Recursive reconstruction of piecewise constant signals by minimization of an energy function

Ecole Nationale Supérieure d'Arts et Métiers, Meknès, Morocco

* Corresponding author: a.belcaid@edu.umi.ac.ma

Received  May 2017 Revised  January 2018 Published  June 2018

The problem of denoising piecewise constant signals while preserving their jumps is a challenging problem that arises in many scientific areas. Several denoising algorithms exist such as total variation, convex relaxation, Markov random fields models, etc. The DPS algorithm is a combinatorial algorithm that excels the classical GNC in term of speed and SNR resistance.
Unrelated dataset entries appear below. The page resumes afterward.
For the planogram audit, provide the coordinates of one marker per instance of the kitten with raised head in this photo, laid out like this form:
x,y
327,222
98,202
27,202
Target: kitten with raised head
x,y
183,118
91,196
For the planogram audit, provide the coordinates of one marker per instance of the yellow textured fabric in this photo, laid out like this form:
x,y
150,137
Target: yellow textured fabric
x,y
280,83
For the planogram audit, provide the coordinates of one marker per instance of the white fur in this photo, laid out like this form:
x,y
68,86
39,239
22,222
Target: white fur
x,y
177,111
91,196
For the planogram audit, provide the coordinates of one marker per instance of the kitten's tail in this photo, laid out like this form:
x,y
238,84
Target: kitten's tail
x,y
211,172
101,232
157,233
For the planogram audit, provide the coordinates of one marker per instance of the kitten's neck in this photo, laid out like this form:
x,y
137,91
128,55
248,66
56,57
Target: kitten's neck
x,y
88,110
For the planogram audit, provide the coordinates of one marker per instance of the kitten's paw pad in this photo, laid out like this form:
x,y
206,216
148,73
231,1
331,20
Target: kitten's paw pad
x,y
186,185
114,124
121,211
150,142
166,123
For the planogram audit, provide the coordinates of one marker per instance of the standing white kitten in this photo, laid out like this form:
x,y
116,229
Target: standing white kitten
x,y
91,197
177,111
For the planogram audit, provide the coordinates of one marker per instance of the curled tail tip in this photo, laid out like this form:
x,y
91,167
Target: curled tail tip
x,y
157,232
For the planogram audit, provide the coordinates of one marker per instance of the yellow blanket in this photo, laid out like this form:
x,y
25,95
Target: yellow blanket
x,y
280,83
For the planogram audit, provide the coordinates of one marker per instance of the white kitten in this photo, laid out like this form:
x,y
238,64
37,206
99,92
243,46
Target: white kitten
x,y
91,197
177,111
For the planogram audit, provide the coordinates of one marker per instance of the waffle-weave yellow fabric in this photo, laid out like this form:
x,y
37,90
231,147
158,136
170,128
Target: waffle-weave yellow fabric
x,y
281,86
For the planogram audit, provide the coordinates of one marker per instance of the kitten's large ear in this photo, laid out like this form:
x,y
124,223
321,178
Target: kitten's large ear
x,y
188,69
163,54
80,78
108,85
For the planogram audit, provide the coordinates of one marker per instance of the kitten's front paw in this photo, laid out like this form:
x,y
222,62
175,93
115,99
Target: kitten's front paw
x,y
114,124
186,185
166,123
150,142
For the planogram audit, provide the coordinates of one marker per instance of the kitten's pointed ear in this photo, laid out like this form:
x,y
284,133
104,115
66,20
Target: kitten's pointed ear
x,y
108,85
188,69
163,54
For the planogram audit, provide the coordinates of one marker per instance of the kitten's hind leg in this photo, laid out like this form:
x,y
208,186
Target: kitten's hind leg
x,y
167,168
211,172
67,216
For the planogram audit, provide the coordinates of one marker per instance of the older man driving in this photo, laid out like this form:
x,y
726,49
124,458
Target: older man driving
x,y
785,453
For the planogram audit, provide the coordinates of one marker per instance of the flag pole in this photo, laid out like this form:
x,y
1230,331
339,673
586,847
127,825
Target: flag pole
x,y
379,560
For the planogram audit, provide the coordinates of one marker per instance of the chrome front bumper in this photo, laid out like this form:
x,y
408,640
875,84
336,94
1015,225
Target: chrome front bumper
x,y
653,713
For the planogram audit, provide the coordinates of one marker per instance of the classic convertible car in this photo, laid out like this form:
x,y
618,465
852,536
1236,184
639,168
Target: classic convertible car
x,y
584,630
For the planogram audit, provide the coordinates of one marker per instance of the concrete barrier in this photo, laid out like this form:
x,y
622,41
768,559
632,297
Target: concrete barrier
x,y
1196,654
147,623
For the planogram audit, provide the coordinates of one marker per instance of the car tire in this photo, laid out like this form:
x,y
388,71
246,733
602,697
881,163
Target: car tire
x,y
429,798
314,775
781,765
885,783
However, its running time slows down considerably for large signals. The main reason for this bottleneck is the size and the number of linear systems that need to be solved. We develop a recursive implementation of the DPS algorithm that uses the conditional independence, created by a confirmed discontinuity between two parts, to separate the reconstruction process of each part. Additionally, we propose an accelerated Cholesky solver which reduces the computational cost and memory usage. We evaluate the new implementation on a set of synthetic and real world examples to compare the quality of our solver. The results show a significant speed up, especially with a higher number of discontinuities.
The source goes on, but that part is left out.